In a Feb. 24th, Milwaukee Journal Sentinel story, “For Wisconsin, Market Competition is the Right Way”, Josephine Musser makes clear that the GIB is fixing something that isn’t broken. We agree. The current model is competitive and working. Self-insurance schemes are fraught with many risks and unknowns, (e.g. higher pay-outs and operating costs, more reserve fund needs) and it would be taxpayers and public employees who would be stuck bailing out a failing program. All citizens deserve a system that provides secure protection!

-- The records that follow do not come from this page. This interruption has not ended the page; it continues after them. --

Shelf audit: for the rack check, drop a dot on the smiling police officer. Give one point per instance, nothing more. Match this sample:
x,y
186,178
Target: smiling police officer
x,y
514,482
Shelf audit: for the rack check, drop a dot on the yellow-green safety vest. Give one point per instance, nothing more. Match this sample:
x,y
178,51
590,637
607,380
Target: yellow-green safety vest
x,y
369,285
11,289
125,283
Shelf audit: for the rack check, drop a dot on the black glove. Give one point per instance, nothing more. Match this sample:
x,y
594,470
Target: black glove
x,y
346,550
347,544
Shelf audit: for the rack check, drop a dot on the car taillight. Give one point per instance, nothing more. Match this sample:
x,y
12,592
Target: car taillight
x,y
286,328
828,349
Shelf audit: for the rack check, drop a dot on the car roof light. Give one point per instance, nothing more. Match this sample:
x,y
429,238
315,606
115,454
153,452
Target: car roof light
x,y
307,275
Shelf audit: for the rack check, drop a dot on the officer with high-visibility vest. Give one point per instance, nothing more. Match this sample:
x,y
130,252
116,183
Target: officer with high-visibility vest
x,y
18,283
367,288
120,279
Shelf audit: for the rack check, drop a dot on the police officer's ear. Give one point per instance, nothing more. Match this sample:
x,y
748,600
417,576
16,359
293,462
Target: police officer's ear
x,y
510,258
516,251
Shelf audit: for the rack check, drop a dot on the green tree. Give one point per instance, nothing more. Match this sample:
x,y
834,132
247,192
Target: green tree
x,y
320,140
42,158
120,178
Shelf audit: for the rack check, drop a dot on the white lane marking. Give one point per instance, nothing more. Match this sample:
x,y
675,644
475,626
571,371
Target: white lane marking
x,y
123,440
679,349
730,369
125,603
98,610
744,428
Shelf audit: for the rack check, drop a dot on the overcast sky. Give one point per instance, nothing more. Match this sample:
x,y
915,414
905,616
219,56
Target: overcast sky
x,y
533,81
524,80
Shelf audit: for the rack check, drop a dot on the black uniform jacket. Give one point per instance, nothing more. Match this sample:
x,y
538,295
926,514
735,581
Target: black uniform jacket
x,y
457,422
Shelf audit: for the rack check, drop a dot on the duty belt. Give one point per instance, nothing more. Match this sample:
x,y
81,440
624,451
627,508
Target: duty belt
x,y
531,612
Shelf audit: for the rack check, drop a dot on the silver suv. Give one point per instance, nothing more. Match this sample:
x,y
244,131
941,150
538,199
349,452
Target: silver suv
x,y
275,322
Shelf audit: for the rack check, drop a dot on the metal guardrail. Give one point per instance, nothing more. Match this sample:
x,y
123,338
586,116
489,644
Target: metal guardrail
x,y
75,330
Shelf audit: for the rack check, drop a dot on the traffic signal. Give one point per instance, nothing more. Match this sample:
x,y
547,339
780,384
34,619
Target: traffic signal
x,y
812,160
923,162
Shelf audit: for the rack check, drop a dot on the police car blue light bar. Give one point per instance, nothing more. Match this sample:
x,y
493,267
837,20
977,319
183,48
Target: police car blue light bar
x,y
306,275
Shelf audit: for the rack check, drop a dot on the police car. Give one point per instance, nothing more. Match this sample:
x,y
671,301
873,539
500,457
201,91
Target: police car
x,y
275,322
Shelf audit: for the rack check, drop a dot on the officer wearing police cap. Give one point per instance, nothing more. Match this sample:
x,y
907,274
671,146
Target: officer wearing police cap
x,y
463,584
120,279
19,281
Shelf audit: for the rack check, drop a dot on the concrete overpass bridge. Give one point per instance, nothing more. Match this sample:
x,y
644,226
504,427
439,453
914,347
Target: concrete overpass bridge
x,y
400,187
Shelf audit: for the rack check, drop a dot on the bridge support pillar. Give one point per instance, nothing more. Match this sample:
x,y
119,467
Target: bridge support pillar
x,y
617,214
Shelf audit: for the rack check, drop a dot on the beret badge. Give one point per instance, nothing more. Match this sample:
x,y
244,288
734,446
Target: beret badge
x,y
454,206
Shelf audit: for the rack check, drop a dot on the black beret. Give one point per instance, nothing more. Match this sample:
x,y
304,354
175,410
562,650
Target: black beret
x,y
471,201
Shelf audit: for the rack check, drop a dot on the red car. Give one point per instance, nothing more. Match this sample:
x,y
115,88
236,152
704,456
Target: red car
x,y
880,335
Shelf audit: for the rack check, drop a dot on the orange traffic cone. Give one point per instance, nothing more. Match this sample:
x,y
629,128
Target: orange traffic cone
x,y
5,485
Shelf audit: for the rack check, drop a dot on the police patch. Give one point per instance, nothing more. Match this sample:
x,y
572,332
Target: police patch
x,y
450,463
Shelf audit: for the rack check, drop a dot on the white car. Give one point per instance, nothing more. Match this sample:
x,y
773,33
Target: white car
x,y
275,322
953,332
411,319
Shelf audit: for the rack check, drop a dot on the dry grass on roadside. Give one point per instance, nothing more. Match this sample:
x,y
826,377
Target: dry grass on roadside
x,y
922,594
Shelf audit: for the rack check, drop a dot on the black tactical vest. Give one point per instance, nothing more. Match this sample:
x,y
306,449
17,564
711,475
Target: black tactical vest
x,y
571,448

The current self-insurance proposal is poorly timed and risky, even allowing future administrations to play “fast and loose” with the premiums and benefits of public employees. There is every reason to believe that current HMO providers could have met the challenge of doing even better, but they were denied that chance by a Board intent on playing politics and not caring about the very citizens they are supposed to serve.